Concerns re: Traditional Values at HRC21
Concerns re Traditional Values (PDF version) | Español (PDF) | Français (PDF)
Voting records on “traditional values” (PDF)
We are deeply concerned at the Russian Federation’s proposed resolution on “traditional values” at the 21st session of the Human Rights Council. The proposed resolution is deeply flawed for both procedural and substantive reasons, since it would:
a) undermine the process mandated by HRC/RES/16/3 by pre-empting the conclusions of the Advisory Committee study;
b) fail to present a balanced approach which examines both the positive and negative impacts of “traditional values” on human rights, instead selectively citing only parts of the Advisory Committee study;
c) increase polarisation, rather than seeking to build consensus e.g. by repositioning the language of “traditional values” to “advancing universal human rights in diverse traditional and cultural contexts”.
HRC resolution 16/3 (March 2011) tasked the Advisory Committee to “prepare a study on how a better understanding and appreciation of traditional values of dignity, freedom and responsibility can contribute to the promotion and protection of human rights”. This study is not yet finalised and will not be presented to the Council before its 22nd session in March 2013.
In presenting a new resolution on this topic before Council members have had the opportunity to consider the study prepared by the Advisory Committee, the process mandated by HRC resolution 16/3 is being undermined.
Whole Concept of Traditional Values “vague, subjective and unclear”
The preliminary report of the Advisory Committee (A/HRC/AC/9/2) emphasises that
- “there is no agreed definition of the term ‘traditional values of humankind’. No such definition resulted from the discussions in the Human Rights Council or its Advisory Committee” (para. 7);
- “discussions of the relationship between traditional values and human rights have revealed divided views” and there is therefore a “need to reflect on both the negative and positive impact that traditional values may have on the effective implementation of human rights” (para. 6); and
- “traditional values must never be presented as a substitute for international standards, given the generally vague, subjective and unclear framing of values when compared with human rights.” (para. 74)
Need to also consider negative impact of traditional values on human rights
The report also notes that traditional values can have a negative impact on human rights, since:
- perceptions of what constitutes “traditional values” were highly subjective and dependent on societal power structures (para.41);
- some practices and attitudes at odds with human dignity are derived from traditional values, such as family violence, marital rape, forced marriage and female genital mutilation (paras. 39-44);
- tradition is often invoked to justify maintaining the status quo, failing to take into account the reality that traditions, cultures and social norms have always evolved and will continue to change with time; a human rights-based approach, by contrast, often requires changes to the status quo in order to ensure compliance with international standards” (para. 41);
- those who benefit most from the status quo are more likely to appeal to tradition to maintain power and privilege, and also to speak on behalf of tradition, while “those most marginalized and disenfranchised have the most to lose from a traditional values approach to human rights” (para.41).
Concerns with approach of lead sponsor
The first draft of the Advisory Committee study (A/HRC/8/4) prepared by Russian member, Vladimir Kartashkin, refers to the “primacy of traditional values” (para. 65) and asserts that “all international human rights agreements, whether universal or regional, must be based on, and not contradict, the traditional values of humankind.

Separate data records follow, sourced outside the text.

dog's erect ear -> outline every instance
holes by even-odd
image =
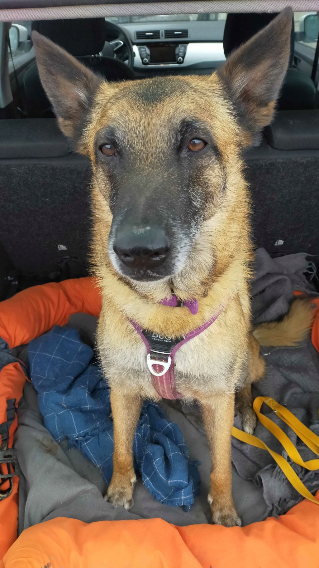
[[[50,40],[33,31],[39,73],[62,131],[76,139],[101,79]]]
[[[285,8],[218,71],[252,139],[273,118],[289,62],[292,18]]]

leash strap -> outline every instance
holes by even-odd
[[[295,448],[287,435],[273,420],[271,420],[260,412],[263,403],[267,404],[274,412],[276,412],[277,416],[293,430],[309,449],[312,450],[317,456],[319,455],[319,437],[305,426],[302,422],[300,422],[287,408],[284,406],[282,406],[281,404],[276,402],[274,399],[271,398],[270,396],[257,396],[254,400],[253,407],[258,420],[283,446],[287,453],[292,461],[295,463],[303,467],[305,467],[306,469],[310,471],[319,469],[319,459],[309,460],[308,461],[304,462],[297,448]],[[300,495],[302,495],[303,497],[305,497],[305,499],[309,499],[309,501],[316,503],[316,505],[319,505],[319,501],[312,495],[310,491],[308,491],[302,481],[299,479],[296,472],[294,471],[290,464],[288,463],[282,456],[280,456],[280,454],[277,453],[276,452],[273,452],[266,444],[260,440],[259,438],[256,437],[256,436],[247,434],[246,432],[235,428],[235,427],[232,428],[232,434],[235,438],[237,438],[237,440],[240,440],[241,442],[245,442],[251,446],[254,446],[255,448],[259,448],[261,449],[266,450],[269,452],[295,489]]]

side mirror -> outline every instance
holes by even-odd
[[[316,14],[308,14],[304,20],[305,39],[306,43],[317,42],[319,35],[319,17]]]
[[[15,51],[22,41],[26,41],[28,39],[28,30],[20,24],[12,24],[9,30],[9,38],[11,49]]]

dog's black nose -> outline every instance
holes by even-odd
[[[126,228],[116,237],[113,248],[129,268],[155,268],[168,257],[171,243],[160,227]]]

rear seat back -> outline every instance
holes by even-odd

If this is not the case, they cannot be considered valid”(para. 75). This reflects the lead sponsor’s approach to the subject.
The concluding observations of the Committee on the Elimination of Discrimination against Women on the Russian Federation are striking:
The Committee reiterates its concern at the persistence of practices, traditions, patriarchal attitudes and deep-rooted stereotypes regarding the roles, responsibilities and identities of women and men in all spheres of life. In this respect, the Committee is concerned at the State party’s repeated emphasis on the role of women as mothers and caregivers. The Committee is concerned that such customs and practices perpetuate discrimination against women and girls; that this is reflected in their disadvantageous and unequal status in many areas, including in education, public life, decision-making, marriage and family relations, and the persistence of harmful traditional practices, honour killings, bridal kidnappings and violence against women; and that, thus far, the State party has not taken effective and systematic action to modify or eliminate stereotypes and negative traditional values and practices.